Shares of Bank of America (BAC)
slipped 0.21% after the Charlotte, N.C.-based bank edged Wall Street's profit view.
The S&P 500
closed up 6 points, or 0.41%, at 1461, while the Nasdaq
lost 3 points, or 0.10%, to settle at 3104.
The strongest sectors were basic materials, conglomerates, energy and utilities. Only the technology finished in the red.
Advancers were ahead of decliners by a 2-to-1 ratio on the New York Stock Exchange, and 1.5-to-1 on the Nasdaq. Volume totaled 3.64 billion on the Big Board and 1.77 billion on the Nasdaq.

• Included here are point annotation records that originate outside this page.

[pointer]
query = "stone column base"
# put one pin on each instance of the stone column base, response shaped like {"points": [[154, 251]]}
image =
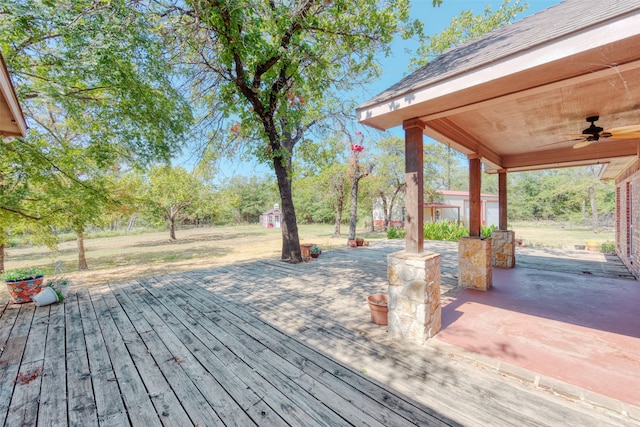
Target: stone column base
{"points": [[414, 295], [474, 263], [503, 249]]}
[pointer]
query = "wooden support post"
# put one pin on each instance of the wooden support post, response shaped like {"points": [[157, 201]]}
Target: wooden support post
{"points": [[414, 177], [502, 200], [475, 183]]}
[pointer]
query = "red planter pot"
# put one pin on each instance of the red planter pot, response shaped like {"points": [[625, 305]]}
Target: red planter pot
{"points": [[379, 308], [21, 291]]}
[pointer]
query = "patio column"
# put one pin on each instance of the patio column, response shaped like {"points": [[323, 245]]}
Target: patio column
{"points": [[503, 249], [474, 252], [414, 275], [414, 205], [502, 199], [475, 183]]}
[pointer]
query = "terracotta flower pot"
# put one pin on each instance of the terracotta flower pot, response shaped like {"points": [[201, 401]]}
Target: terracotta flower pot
{"points": [[304, 249], [379, 308]]}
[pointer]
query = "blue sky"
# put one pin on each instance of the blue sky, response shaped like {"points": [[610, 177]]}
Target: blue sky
{"points": [[395, 67]]}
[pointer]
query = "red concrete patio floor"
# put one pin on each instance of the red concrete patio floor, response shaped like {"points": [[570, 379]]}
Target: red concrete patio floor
{"points": [[582, 330]]}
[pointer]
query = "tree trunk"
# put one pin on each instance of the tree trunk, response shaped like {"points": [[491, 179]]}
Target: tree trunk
{"points": [[289, 225], [353, 218], [594, 208], [385, 212], [373, 226], [82, 258]]}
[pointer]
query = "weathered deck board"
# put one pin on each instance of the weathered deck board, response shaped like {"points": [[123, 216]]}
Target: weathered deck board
{"points": [[168, 408], [160, 343], [53, 394], [81, 401], [27, 387], [283, 404], [109, 404], [12, 358], [332, 334], [136, 400], [275, 361], [302, 368]]}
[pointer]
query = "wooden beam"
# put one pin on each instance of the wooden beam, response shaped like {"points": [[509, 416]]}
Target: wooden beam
{"points": [[475, 183], [502, 200], [414, 178]]}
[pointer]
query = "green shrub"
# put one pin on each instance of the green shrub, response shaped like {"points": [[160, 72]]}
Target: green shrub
{"points": [[486, 231], [445, 230], [396, 233], [23, 274]]}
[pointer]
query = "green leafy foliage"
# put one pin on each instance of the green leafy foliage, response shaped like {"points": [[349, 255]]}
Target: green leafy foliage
{"points": [[445, 230], [274, 70], [396, 233], [23, 274]]}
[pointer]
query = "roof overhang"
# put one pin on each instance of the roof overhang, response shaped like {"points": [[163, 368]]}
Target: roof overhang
{"points": [[512, 95], [12, 121]]}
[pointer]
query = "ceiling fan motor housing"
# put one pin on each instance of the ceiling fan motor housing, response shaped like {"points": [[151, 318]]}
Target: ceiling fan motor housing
{"points": [[593, 130]]}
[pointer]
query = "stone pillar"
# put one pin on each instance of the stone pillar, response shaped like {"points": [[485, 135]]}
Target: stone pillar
{"points": [[474, 263], [414, 295], [503, 249]]}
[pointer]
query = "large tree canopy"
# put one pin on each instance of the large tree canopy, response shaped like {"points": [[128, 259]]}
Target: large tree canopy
{"points": [[102, 69], [276, 68]]}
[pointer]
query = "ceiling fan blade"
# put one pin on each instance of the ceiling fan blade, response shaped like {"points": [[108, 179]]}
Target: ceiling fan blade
{"points": [[560, 142], [623, 129], [628, 135], [583, 143]]}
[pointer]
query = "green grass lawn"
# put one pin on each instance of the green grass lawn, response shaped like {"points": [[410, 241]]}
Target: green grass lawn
{"points": [[122, 257], [558, 236]]}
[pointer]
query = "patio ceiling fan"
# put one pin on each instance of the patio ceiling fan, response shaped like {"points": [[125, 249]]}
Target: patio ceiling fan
{"points": [[593, 133]]}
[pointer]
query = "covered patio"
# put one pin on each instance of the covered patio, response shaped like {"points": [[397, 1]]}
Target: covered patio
{"points": [[557, 89], [270, 343]]}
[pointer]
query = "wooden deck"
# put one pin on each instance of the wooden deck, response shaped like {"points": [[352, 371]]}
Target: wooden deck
{"points": [[262, 343]]}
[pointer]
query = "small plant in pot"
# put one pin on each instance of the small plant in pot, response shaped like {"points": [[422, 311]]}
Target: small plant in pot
{"points": [[315, 251], [55, 291], [23, 283]]}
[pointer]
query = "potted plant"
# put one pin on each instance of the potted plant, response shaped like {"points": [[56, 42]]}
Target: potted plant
{"points": [[23, 283], [315, 251], [379, 309], [55, 291]]}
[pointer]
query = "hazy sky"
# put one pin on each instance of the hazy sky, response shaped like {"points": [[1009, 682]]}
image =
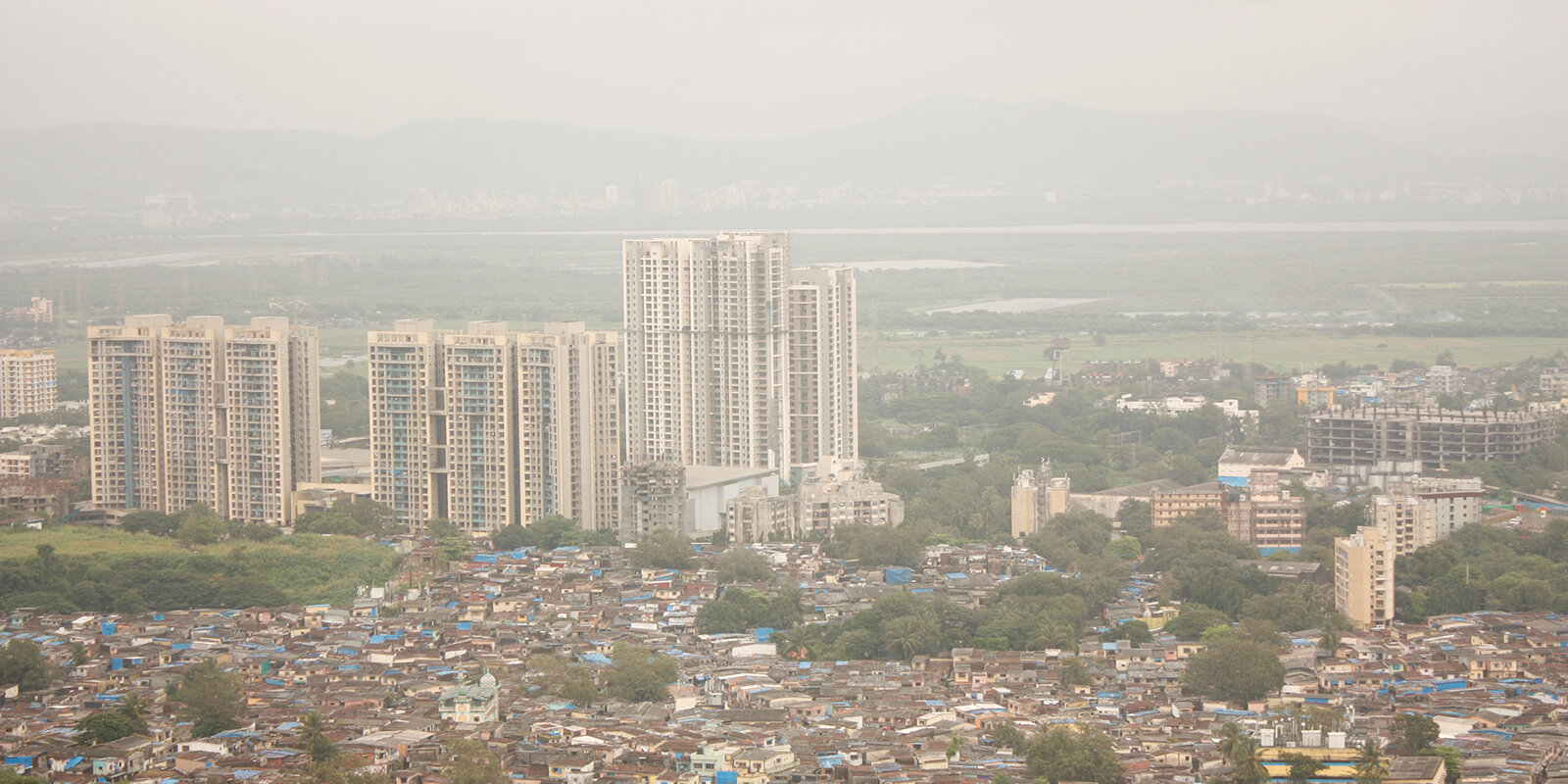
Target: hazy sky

The latest read on builder confidence came in much better than expected after the Census Bureau said housing starts rose to a seasonally adjusted annual rate of 872,000 in September from an upwardly revised 758,000 in August. Economists were expecting a rate of 770,000 for September. The SPDR S&P Homebuilders (XHB)
index surged nearly 2%.
"While we are nowhere near the peak, one has to go back to the middle of 2008 to find the last time starts were running at this level," said Dan Greenhaus, chief global strategist at BTIG.
"If there was any doubt that the housing market was undergoing a recovery, even a modest one in the face of the terrible 2008 decline, those doubts should be erased by now," he added.